Don’t Worry, Be Happy

The other day I was driving home from class listing to myself all the great things going on in my life right now. It’s fall and I’m back at FSU, which means lots of friends, football, and band. I like the classes I’m in, and so far I’m doing pretty well in them. I love the apartment I’m living in, and although some days I do miss the convenience of Landis, I love having my own room (and a cat). I’m dating a really great guy that loves Jesus, FSU, and stupid jokes. And I’m getting involved in research that actually interest me. When I got through the list, my next thought was “Okay God, this is all great but when is something bad gonna happen? I’m definitely not going to be this happy when I fail my first test this semester.”

This dark thought that came seemingly out of nowhere startled me. I was in such a good mood and my day was going well. Why did I automatically assume, with no real evidence or reason, that things were inevitably about to turn south for me? This is what Dr. Brené Brown (an author, researcher, LCSW, professor, and not to mention new personal hero of mine) calls Foreboding Joy. To be completely honest, I’m going to steal a lot of her ideas in this post, but I still chose to write this because I think it is something everyone needs to hear.

So here is what ruins our happiness- Foreboding Joy. Basically Foreboding Joy is that feeling you get when you’re happy, but then all of a sudden you panic, and wonder why things are going so well, and surely they can’t continue to go well. It’s when you don’t allow yourself to be happy, because every time you do, the universe/God/random chance always throws you a curve ball, and knocks the wind right out of ya.

Now heres the second part that blew my mind. It’s not easy to let ourselves be happy. It’s a choice we make. Happiness isn’t easy because it requires a lot of vulnerability. (Brené reinvented my definition of vulnerability with this one.) In order to feel true joy, we have to let go of the fear that something is about to go wrong. We are afraid to let ourselves be happy, because we think that the higher we are, the longer we have to fall when things crash. We think that we are protecting ourselves by bringing ourselves down. If we assume something bad is going to happen, it won’t hurt as much because we were expecting it…right? Even though this is what far too many people believe, research shows that this is not the truth. When things go bad for people who never allow themselves to feel uninterrupted joy, they only regret never letting themselves feel happiness when things were good. They regret under appreciating the good times, and unfortunately no matter how much we try, there is nothing we can do to fully prepare ourselves for the pain that comes with life. Whether it is death, a car accident, a break up, or even a bad grade on a paper, suppressing joy does not make the fall any shorter or less painful.
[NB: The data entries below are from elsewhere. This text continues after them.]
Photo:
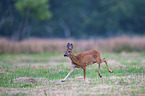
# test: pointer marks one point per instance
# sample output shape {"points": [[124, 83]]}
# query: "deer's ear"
{"points": [[68, 45], [71, 46]]}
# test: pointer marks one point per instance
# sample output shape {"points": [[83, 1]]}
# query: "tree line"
{"points": [[20, 19]]}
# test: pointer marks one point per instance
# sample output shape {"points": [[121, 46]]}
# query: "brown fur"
{"points": [[84, 59]]}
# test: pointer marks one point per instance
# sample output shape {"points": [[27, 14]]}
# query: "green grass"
{"points": [[49, 69]]}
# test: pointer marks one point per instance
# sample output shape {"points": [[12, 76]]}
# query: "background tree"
{"points": [[36, 9], [21, 19]]}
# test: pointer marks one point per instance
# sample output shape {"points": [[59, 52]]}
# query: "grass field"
{"points": [[41, 75]]}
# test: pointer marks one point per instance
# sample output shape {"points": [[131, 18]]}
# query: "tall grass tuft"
{"points": [[34, 45]]}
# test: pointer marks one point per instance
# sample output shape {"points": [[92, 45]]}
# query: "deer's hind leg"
{"points": [[68, 74], [104, 60], [99, 71]]}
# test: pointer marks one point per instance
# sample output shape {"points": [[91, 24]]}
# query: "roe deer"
{"points": [[84, 59]]}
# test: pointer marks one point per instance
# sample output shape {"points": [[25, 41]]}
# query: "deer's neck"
{"points": [[74, 59]]}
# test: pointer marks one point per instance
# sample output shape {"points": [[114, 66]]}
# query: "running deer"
{"points": [[84, 59]]}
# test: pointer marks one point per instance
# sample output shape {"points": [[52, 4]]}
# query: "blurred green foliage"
{"points": [[71, 18]]}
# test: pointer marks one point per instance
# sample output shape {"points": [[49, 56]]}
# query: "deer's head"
{"points": [[69, 50]]}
I know that when I allow myself to be unabashedly happy I’m simultaneously allowing myself to feel the hurt in life. I’m left open and unprotected from pain, and even though it’s scary, I’ve found it’s the most fulfilling choice every time. Surprisingly, allowing myself to feel joy actually makes the bad things hurt less. Whenever I’m having a hard time, I have perspective on the situation. Because I know of the goodness of life, I am able to stay optimistic when things don’t go my way. I know that hurt and heartbreak are a part of the human experience, and joy should be too. Choosing joy doesn’t actually make the falls hurt more, because even though the highs are higher, the lows don’t stay lows.

We don’t always practice foreboding joy on purpose. When I had the negative thoughts in the car, I didn’t consciously tell myself not to be happy, I just assumed something bad had to happen. I think that we have become conditioned to fear joy. I think for most of us, it feels natural to expect the worst, and uncomfortable to accept the best. However, I think it’s imperative to choose the uncomfortable path.

In short, I think Brené Brown and Bobby McFerrin got it right, don’t worry be happy.